$A, B$ are linear map from $\mathbb{R}^{12} \to \mathbb{R}^{12}$ and dim$null(A) = 3$, dim$null(B) = 5$ what value could dim$null(AB)$ be?
I think it could be greater than or equal to 5 because $$ Ker(B) \subset \{x\in \mathbb{R}^{12} : Bx \in Ker A\} = Ker(AB) $$ but is there are better result we can get?

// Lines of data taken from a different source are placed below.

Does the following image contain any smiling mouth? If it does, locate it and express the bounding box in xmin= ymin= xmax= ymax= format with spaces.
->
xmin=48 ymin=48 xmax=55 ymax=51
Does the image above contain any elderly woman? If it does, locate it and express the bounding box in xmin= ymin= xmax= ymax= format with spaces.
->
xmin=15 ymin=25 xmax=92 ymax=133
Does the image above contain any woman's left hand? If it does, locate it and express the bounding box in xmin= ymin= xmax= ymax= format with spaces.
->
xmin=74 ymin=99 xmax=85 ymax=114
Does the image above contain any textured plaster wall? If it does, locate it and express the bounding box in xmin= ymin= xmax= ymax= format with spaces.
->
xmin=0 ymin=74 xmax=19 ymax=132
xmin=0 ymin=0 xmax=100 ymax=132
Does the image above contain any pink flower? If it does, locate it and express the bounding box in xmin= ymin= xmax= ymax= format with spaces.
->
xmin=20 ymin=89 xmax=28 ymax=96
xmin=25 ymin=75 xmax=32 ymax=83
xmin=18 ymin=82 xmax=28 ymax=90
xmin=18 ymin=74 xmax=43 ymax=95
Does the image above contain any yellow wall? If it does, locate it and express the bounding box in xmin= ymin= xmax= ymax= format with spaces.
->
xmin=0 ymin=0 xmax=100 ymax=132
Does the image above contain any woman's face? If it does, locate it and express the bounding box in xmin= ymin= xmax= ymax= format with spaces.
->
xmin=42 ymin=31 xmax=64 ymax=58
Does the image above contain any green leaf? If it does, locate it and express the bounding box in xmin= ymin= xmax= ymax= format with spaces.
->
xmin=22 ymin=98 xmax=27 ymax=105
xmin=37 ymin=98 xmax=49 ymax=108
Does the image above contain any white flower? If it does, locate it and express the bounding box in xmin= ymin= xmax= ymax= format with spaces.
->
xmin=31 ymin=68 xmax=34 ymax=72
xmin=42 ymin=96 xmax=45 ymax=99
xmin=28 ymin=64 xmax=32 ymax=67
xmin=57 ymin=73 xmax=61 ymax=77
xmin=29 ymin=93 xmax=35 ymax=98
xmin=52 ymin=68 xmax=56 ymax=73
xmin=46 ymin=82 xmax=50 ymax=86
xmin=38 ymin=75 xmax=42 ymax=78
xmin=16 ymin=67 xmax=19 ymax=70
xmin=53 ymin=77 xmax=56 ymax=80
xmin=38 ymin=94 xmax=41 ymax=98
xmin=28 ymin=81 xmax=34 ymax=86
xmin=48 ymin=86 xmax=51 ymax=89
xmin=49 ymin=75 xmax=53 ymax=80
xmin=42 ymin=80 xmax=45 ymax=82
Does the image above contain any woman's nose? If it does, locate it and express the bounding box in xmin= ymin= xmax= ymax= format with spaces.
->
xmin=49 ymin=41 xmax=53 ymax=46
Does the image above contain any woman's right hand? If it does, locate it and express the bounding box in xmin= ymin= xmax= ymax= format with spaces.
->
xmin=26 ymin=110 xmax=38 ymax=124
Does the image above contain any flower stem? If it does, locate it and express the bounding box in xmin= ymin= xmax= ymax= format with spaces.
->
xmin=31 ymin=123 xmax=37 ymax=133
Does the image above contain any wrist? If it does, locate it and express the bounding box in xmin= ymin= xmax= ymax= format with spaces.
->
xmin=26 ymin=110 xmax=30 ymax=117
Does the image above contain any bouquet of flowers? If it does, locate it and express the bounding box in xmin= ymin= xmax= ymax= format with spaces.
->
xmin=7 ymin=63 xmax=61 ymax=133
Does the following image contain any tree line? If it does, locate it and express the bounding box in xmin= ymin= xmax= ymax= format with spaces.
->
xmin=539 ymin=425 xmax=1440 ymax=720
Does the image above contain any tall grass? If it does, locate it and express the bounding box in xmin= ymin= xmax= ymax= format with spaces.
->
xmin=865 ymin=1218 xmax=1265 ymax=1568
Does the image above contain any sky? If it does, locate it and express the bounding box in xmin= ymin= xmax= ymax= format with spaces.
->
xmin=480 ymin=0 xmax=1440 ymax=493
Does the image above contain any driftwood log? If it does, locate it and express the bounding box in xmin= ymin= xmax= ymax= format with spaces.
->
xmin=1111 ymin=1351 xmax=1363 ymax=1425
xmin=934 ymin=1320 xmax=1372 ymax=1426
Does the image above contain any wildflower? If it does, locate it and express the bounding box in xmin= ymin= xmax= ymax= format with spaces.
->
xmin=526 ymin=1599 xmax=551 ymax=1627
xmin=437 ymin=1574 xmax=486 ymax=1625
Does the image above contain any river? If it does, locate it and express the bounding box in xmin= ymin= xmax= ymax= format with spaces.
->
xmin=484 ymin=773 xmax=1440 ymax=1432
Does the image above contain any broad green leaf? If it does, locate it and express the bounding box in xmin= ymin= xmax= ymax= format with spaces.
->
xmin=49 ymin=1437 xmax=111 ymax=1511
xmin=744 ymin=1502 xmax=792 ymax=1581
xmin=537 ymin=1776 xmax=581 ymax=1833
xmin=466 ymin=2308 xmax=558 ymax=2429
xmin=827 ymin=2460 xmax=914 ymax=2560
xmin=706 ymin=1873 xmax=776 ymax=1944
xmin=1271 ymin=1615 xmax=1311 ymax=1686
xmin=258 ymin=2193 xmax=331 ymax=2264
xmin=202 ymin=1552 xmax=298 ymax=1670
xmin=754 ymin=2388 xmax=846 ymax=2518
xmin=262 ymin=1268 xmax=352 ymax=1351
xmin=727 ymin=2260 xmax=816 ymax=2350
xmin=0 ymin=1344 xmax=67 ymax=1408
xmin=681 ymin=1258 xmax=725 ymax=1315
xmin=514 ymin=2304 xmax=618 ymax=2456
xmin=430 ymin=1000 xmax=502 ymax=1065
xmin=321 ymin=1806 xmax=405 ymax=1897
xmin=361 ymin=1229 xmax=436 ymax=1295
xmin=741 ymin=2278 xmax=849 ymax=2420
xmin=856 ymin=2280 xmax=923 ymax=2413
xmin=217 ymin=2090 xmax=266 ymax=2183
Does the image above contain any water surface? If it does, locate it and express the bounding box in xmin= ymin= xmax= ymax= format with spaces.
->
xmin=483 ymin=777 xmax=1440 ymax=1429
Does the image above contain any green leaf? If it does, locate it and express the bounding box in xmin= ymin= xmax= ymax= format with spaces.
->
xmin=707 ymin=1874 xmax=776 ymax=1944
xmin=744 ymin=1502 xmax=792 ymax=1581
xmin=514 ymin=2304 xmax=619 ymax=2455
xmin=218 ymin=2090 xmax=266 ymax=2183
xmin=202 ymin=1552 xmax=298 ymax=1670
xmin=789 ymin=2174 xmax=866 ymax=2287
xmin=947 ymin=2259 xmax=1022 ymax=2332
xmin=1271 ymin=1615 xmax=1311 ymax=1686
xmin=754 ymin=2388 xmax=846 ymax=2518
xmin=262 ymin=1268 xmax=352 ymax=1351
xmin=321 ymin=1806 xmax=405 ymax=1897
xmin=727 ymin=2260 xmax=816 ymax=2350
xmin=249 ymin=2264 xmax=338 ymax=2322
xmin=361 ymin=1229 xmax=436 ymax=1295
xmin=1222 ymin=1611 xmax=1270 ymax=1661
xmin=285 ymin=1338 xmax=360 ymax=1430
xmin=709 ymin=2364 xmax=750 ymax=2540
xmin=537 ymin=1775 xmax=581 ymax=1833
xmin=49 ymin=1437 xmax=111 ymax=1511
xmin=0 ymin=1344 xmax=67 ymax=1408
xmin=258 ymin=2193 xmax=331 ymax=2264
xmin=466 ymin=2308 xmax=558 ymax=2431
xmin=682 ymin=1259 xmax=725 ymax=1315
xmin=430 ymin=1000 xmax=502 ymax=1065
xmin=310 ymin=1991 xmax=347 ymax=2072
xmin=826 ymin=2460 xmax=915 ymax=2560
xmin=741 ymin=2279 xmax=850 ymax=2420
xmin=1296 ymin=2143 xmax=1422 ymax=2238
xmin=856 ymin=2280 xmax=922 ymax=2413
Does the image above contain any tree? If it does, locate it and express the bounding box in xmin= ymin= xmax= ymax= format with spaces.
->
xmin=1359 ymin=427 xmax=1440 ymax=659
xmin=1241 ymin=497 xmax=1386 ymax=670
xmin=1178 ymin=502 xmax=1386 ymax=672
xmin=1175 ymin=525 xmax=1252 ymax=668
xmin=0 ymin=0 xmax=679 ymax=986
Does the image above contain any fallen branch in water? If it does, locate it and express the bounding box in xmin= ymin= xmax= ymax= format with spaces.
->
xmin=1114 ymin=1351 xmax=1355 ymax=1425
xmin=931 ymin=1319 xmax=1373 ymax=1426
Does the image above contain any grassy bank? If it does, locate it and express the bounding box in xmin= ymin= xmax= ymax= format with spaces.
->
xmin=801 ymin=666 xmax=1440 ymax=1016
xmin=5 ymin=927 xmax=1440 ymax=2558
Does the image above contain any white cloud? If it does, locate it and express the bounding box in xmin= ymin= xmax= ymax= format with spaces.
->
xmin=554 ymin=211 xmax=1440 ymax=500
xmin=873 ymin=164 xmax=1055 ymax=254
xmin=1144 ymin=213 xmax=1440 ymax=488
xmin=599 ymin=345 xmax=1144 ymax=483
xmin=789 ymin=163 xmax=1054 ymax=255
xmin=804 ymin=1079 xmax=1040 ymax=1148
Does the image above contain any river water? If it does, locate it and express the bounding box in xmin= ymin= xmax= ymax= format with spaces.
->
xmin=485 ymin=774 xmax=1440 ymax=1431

$\ker(AB)$ can have any dimension between $5$ and $8$. As you have already observed, $\ker(B) \subset \ker(AB)$, so that $\dim \ker(AB) \geq 5$. On the other hand: using the rank nullity theorem, we have $$ \dim\operatorname{im}(AB) = \dim\operatorname{im}(A|_{\operatorname{im}(B)}) = \dim\operatorname{im}(B) - \dim \ker (A|_{\operatorname{im}(B)})\\ = \dim\operatorname{im}(B) - \dim [\ker (A) \cap \operatorname{im}(B)] \\\geq \dim\operatorname{im}(B) - \dim \ker(A) = 12 - \dim \ker(B) - \dim \ker (A) $$ So, we have $$ 12 - \dim \ker(AB) \geq 12 - (\dim \ker (B) + \dim \ker (A)) \implies\\ \dim \ker(AB) \leq \dim \ker(B) + \dim \ker(A) $$